Yeniden dikkati ona çekiyorum: "Haklı veya haksız ama neticede
Galatasaray'ın davalık olduğu bir şirket ile çalışmanız pek doğru
algılanmıyor..."
Ama o rahatsız değil ve kendinden emin: "QVT kötü niyetle dava
açsaydı ben bu görevi kabul etmezdim. Bu işin düzelmesi gerektiğini
düşündüğüm için QVT ile çalışmayı kabul ettim. Aracı olabilirim.
QVT, ‘Şirket temettümü olması gerektiği gibi ödesin ve parayı diğer
şirketlere aktarmayın' diyor. QVT ile çalışmakta vicdanen en ufak
bir rahatsızlık duymuyorum."
Babası Özdemir Bey, zamanında "Oğlum, Galatasaray'da bir
profesyonel olarak çalışma" demiş. Bir Yeşilçam repliğini andıran
"Pişman mısınız" soruma karşı Kalpakçıoğlu tek pas oynuyor:
"Hayır".
Ve yılan hikayesine dönen yeni stat projesi.

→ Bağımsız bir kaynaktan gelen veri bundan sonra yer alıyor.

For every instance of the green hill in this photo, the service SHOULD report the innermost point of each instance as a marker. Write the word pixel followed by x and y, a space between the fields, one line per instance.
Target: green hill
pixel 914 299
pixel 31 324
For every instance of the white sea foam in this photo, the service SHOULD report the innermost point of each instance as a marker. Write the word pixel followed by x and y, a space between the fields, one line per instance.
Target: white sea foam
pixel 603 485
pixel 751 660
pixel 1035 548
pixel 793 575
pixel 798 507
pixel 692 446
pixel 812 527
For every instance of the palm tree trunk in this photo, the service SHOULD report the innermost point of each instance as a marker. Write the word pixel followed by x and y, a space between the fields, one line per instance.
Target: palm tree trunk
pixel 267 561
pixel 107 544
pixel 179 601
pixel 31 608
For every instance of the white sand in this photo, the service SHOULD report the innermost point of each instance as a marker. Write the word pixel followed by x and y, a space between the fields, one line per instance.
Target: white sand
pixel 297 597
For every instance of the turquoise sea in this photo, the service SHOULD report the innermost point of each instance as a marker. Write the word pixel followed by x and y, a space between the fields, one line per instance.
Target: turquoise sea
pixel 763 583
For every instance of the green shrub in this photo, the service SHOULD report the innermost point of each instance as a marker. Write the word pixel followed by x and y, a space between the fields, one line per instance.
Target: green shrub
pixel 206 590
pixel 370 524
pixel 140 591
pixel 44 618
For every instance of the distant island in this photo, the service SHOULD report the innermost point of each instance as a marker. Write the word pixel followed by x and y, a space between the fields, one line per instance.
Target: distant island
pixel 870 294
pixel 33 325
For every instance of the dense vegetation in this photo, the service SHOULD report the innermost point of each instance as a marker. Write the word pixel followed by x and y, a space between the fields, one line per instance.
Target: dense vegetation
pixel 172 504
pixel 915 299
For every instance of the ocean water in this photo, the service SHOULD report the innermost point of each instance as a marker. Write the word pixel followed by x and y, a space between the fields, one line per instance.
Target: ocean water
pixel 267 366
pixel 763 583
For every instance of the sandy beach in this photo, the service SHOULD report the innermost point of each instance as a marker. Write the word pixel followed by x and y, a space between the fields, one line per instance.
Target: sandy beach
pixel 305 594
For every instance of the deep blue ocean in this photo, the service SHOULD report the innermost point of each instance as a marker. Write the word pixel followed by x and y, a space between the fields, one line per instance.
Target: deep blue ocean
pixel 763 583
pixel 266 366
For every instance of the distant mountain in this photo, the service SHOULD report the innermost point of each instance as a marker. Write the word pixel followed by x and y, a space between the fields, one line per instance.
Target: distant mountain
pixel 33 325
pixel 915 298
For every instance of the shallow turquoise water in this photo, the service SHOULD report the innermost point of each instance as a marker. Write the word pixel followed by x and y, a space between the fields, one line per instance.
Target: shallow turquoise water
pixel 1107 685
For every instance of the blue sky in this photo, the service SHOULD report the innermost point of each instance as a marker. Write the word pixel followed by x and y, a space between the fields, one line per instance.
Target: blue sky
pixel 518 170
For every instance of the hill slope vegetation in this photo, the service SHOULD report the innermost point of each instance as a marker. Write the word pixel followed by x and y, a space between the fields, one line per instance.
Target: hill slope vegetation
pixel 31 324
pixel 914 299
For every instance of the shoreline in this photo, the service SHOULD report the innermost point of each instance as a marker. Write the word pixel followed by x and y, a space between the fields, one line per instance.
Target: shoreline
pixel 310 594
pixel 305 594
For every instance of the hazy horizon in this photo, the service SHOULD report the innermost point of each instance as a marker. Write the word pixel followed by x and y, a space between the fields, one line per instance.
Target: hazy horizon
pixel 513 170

Ali Sami Yen'in 49 yıllık irtifak hakkı için 11 ay uğraştığını
söyleyerek final pasını alıyor Kalpakçıoğlu: "Seyratepe'nin de 30
yıllık irtifak hakkını da aldık fakat sonra anlamadığım bir
sebepten bunlardan feragat edildi. Şu an Galatasaray'ın
Seyrantepe'yi kullanabileceğine imzalanmış bir belge yok. TOKİ
stadı GSGM'ye devredecek. Ondan sonra da kulüple anlaşılacak. Özhan
Canaydın, Ali Sami Yen'in şartlarının yeni stat için geçerli
olacağını söyledi bana ama orta resmi bir belge yok. Teknik olarak
Fenerbahçe bile bu stada talip olabilir."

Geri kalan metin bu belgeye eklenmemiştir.